Tabletop storage: Georgia Tech looks to SMASH an exabyte into DNA ‘sugar cube’

Georgia Tech Research Institute (GTRI) is looking into ways to speed up DNA-based cold storage in a $25m Scalable Molecular Archival Software and Hardware (SMASH) project.

DNA is a biopolymer molecule composed from two chains in a double helix formation, and carrying genetic information. The chains are made up from nucleotides containing one of four nucleobases; cytosine (C), guanine (G), adenine (A) and thymine (T). Both chains carry the same data, which is encoded into sequences of the four nucleobases.

DNA double helix concept.

GTRI senior research scientist Nicholas Guise said in a quote that DNA storage is “so compact that a practical DNA archive could store an exabyte of data, equivalent to a million terabyte hard drives, in a volume about the size of a sugar cube.” 

Put another way, Alexa Harter, director of GTRI’s Cybersecurity, Information Protection, and Hardware Evaluation Research (CIPHER) Laboratory, said: “What would take acres in a data farm today could be kept in a device the size of the tabletop.”

The intent is to encode and decode terabytes of data in a day at costs and rates more than 100 times better than current technologies. 

This is still slow by HDD and SSD standards. The intent is to use DNA storage for data that must be kept indefinitely, but accessed infrequently; backup/archive-type data in other words. 

Guise said: “Scientists have been able to read DNA from animals that died centuries ago, so the data lasts essentially forever under the right conditions.”

The grant has been awarded by the Intelligence Advanced Research Projects Activity’s (IARPA) Molecular Information Storage (MIST) program and is for a multi-phase project involving;

  • Georgia Tech’s Institute for Electronics and Nanotechnology – will provide fabrication facilities,
  • Twist Bioscience – will engineer a DNA synthesis platform on silicon that “writes” the DNA strands which code the stored data,
  • Roswell Biotechnologies – will provide molecular electronic DNA reader chips which are under development,
  • The University of Washington, collaborating with Microsoft – will provide system architecture, data analysis and coding expertise. 

GTRI envisages a hybrid chip with DNA grown above standard CMOS layers containing the electronics. Current technology uses modified inkjet printing to produce DNA strands. The SMASH project plans to grow the biopolymer more rapidly and in larger quantities using parallelized synthesis on these hybrid chips.

GTRI researchers Brooke Beckert, Nicholas Guise, Alexa Harter and Adam Meier are shown outside the cleanroom of the Institute for Electronics and Nanotechnology at the Georgia Institute of Technology. Device fabrication for the DNA data storage project will be done in the facility behind them. (Credit: Branden Camp, Georgia Tech)

Data will be read from DNA strands using a molecular electronic sensor array chip, on which single molecules are drawn through nanoscale current meters that measure the electrical signatures of each letter, C, G, A and T, in the nucleotide sequence.  

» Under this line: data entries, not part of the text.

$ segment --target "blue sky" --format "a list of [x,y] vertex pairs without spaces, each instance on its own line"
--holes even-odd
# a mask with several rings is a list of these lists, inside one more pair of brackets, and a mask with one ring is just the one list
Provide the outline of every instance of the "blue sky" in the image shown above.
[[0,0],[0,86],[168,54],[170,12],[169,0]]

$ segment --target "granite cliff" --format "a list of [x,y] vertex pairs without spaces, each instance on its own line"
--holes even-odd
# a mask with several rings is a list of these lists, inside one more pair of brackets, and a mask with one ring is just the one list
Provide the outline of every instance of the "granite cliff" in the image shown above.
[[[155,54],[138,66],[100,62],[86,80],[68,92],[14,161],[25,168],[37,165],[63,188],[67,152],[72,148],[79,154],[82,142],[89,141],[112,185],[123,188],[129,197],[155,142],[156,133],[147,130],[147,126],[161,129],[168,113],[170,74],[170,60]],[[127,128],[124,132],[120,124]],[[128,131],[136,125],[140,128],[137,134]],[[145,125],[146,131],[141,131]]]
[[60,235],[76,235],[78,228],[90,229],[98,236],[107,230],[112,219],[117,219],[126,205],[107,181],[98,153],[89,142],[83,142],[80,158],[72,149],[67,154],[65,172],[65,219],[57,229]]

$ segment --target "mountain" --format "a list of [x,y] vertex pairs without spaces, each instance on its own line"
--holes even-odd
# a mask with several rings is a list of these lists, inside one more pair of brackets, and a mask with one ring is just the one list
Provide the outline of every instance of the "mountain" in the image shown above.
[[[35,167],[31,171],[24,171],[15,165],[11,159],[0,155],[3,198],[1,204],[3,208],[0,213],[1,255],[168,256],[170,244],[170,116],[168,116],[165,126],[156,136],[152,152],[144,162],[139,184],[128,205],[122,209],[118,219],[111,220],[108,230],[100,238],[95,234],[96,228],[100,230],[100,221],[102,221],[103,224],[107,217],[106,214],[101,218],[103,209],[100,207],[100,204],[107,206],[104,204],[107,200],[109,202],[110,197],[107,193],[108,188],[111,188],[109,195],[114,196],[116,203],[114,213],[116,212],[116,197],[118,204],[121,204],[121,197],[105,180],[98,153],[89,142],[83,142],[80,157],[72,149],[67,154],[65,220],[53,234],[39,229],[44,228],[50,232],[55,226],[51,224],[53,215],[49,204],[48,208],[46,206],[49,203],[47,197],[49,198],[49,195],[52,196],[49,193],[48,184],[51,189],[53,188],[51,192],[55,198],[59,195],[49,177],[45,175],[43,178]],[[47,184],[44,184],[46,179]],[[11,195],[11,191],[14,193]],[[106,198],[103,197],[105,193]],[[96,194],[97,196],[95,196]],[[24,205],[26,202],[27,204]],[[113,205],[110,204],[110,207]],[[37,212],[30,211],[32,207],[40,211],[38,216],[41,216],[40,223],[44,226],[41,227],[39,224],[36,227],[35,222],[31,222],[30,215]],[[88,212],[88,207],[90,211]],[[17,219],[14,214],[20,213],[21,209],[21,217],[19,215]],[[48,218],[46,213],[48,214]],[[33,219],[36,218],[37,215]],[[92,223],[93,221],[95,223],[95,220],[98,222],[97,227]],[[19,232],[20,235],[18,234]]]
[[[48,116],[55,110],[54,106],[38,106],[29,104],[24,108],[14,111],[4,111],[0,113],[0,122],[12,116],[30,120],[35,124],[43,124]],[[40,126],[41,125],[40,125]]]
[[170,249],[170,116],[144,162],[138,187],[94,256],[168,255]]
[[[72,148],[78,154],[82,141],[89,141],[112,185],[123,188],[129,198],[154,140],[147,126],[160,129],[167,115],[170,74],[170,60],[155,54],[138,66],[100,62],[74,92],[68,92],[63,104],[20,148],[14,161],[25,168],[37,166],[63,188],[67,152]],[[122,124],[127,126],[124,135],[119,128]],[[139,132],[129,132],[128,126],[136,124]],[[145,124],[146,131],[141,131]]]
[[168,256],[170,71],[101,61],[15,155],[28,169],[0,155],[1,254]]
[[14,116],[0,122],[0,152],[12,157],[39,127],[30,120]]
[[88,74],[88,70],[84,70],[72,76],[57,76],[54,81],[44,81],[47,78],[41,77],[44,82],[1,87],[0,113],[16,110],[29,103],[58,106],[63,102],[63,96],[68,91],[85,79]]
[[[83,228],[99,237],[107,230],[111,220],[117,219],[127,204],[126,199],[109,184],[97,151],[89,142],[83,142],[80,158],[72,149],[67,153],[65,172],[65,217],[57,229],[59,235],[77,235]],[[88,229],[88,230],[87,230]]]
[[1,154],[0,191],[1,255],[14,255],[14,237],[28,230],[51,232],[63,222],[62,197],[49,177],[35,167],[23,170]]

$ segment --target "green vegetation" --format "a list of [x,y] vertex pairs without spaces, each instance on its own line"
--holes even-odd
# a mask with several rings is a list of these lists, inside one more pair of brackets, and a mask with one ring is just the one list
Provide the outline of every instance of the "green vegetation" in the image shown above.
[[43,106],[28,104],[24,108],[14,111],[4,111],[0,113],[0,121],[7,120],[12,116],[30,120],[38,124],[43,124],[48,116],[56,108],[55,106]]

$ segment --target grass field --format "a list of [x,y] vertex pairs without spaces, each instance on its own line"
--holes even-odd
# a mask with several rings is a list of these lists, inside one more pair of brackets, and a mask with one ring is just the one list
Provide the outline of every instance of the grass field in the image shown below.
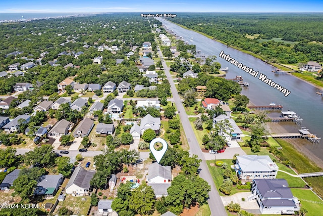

GTRI research engineer Brooke Becker said: “We’ll be working with commercial foundries, so when we get the processing right, it should be much easier to transition the technology over to them. Connecting to the existing technology infrastructure is a critical part of this project, but we’ll have to custom-make most of the components in the first stage.”

Guise cast more light on the difficulties: “The basic synthesis is proven at a scale of hundreds of microns. We want to shrink that by a factor of 100, which leads us to worry about such issues as crosstalk between different DNA strands in adjacent locations on the chips.”

Current human genome sequencing in biomedicine hopes to achieve a $1,000/genome cost. The SMASH project is looking for a $10/data genome cost. This is a huge difference; a hundredth less.

Blocks & Files thinks we’re looking at two to three year project here.

GTRI senior research scientist Adam Meier said: “We don’t see any killers ahead for this technology. There is a lot of emerging technology and doing this commercially will require many orders of magnitude improvement. Magnetic tape for archival storage has been improving steadily for 60 years, and this investment from IARPA will power the advancements needed to make DNA storage competitive with that.”

We could image a DNA helix as a kind of ribbon or tape, only at a molecular level. Storing an exabyte in a sugar cube-sized chip containing it would certainly make tape density look pretty shabby.